Uno de los dos detenidos por el grupo de Homicidios de la Policía Nacional de Valencia por el asesinato del empresario de Paterna Vicente Manuel Hernándiz Martínez está acusado, a su vez, de matar de un disparo a una agente de la Policía Local de Madrid a principios del pasado mes de agosto. De momento, los investigadores han detenido a los dos presuntos autores del homicidio de Paterna, si bien el caso aún está abierto y no se descartan nuevo arrestos.

Vicente Manuel Hernándiz, de 55 años, murió el pasado 20 de agosto tras recibir un único tiro por la espalda que le perforó el pulmón y le causó la muerte en pocos minutos.

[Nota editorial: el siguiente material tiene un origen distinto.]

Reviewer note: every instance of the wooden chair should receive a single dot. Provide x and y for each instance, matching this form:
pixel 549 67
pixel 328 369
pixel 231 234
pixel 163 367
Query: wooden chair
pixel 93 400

Poco después, los agentes de Homicidios identificaron a los implicados.

En ese momento, la policía de Valencia no lo sabía, pero uno de ellos estaba implicado en el muerte de la policía local de Madrid Carmen Muñoz García, de 62 años, muerta de un disparo por dos ladrones que acababan de cometer un atraco en el distrito madrileño de Usera el pasado 7 de agosto.

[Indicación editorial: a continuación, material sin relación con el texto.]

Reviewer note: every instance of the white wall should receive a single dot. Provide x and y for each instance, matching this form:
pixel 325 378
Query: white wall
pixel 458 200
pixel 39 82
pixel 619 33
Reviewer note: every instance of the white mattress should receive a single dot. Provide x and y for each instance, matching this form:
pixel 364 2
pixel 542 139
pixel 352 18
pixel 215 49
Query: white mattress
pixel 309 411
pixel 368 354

Cinco días más tarde, el día 12, la policía judicial de Madrid detenía al primer implicado, un español nacido en Francia, dueño de la furgoneta con la que habían cometido el asalto de Usera y el posterior asesinato de la agente municipal.

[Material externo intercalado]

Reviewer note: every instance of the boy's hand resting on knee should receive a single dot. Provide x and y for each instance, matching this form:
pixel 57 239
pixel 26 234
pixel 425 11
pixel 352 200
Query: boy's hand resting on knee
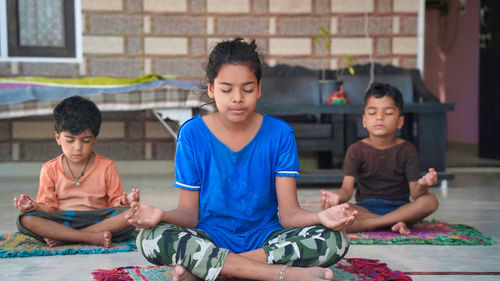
pixel 338 217
pixel 429 179
pixel 25 203
pixel 143 215
pixel 329 199
pixel 128 198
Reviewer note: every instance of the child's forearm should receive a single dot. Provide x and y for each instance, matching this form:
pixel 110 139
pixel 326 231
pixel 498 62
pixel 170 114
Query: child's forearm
pixel 344 195
pixel 299 218
pixel 43 208
pixel 418 190
pixel 180 217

El día 20, esto es, ocho días de la primera detención, al menos dos hombres entraron en la fábrica del empresario de Paterna Vicente Manuel Hernándiz y le causaban la muerte.

Los agentes de Homicidios y de la Brigada de Policía Científica de Valencia identificaron enseguida a dos de los presuntos implicados. Se trataba de dos delincuentes de Madrid y Zaragoza, integrantes de clanes familiares dedicados a cometer distintos tipos de delitos.

El día 27, los investigadores del grupo de Atracos de la Jefatura Superior de Policía de Madrid arrestaban en las inmediaciones del Hospital Gregorio Marañón de la capital española al segundo implicado en el crimen de Carmen Muñoz.

Identidad falsa

Sin embargo, el acusado facilitó un nombre falso: el de su hermano. Hubo que esperar unas horas, hasta que la Policía Científica desmontó su mentira y se conoció su verdadera identidad: aquélla con la que la policía de Valencia había pedido su detención por el homicidio del empresario de Paterna. Cuando se deshizo el enredo, el sospechoso ya estaba en prisión por orden del juez que instruye el caso de la agente municipal asesinada.

Días más tarde, el 1 de septiembre, la policía apresaba en un pequeño municipio de Zaragoza, en la ribera del Ebro, al segundo presunto implicado en el crimen de Paterna. Se trata de un español que pertenece a un clan delictivo radicado en la capital maña. Ahora se investiga la posible implicación de ambos en otros delitos violentos.